Across the model ensemble, changes in onset, cessation and LORS differ on a regional level (compare figure 4). Earlier onset is limited to some parts of the Western Amazon and Central America under 1.5 °C and 2.0 °C worlds, whereas the rest of the regions generally experience a delay in the onset with north-east Brazil, central Africa, south and south-east Asia showing grids with robust delay (figure 4, top panels). Similarly, apart from Southeast Asia, all the other regions show an earlier cessation of the rainy season with most of the regions of Africa and South America showing a robust signal (figure 4, middle panels). The resulting changes in LORS are depicted in figure 4, lower panel.

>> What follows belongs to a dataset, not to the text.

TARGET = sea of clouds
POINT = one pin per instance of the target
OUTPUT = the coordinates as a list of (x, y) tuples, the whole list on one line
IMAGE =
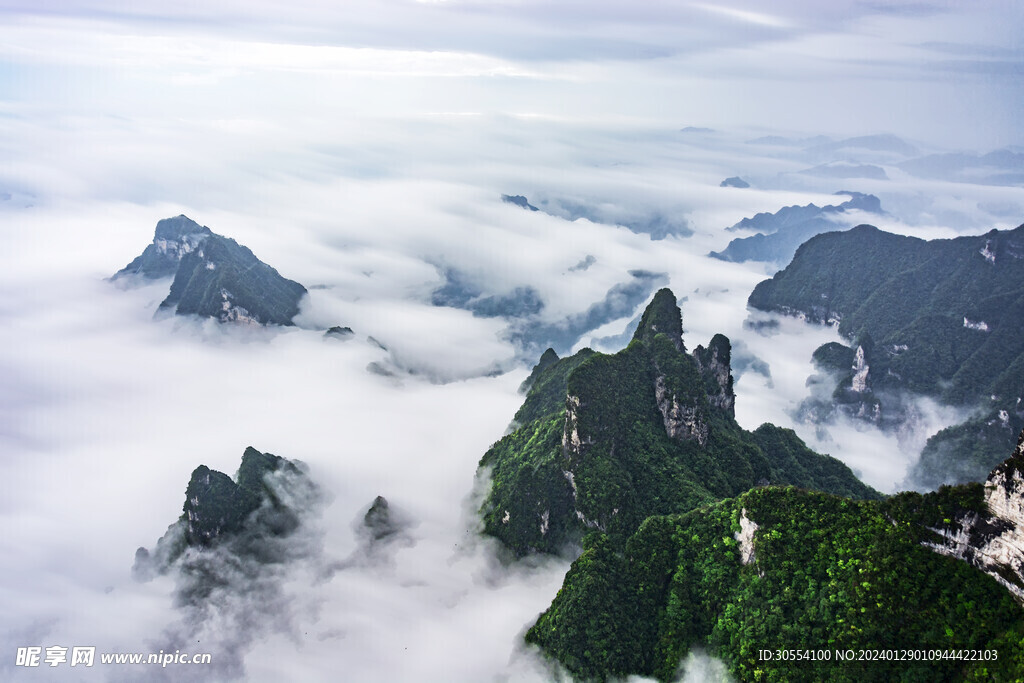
[(363, 158)]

A tendency towards a shorter rainy season is observed over most of the tropics with certain regions of Africa and north-eastern Brazil exhibiting robust signals. This information is further elaborated in table 1 showing values of LORS over different SREX regions (Seneviratne et al 2012). A higher percentage of robust area is falling under each of the above mentioned African and north-eastern Brazil regions. For the whole tropics, approximately 9% to 11% of the area shows robust signal projecting a decrease in rainy season of about 6 to 7 days for 1.5 °C and 2.0 °C worlds. The results for the onset also represent similar behavior (table S1).

Figure 4.

Figure 4. Median differences (in days) of all four GCMs for onset, cessation and LORS. Stippling represents areas having robust values, which is defined as 66% of all ensemble members (80 for four GCMs) agreeing on the sign of change.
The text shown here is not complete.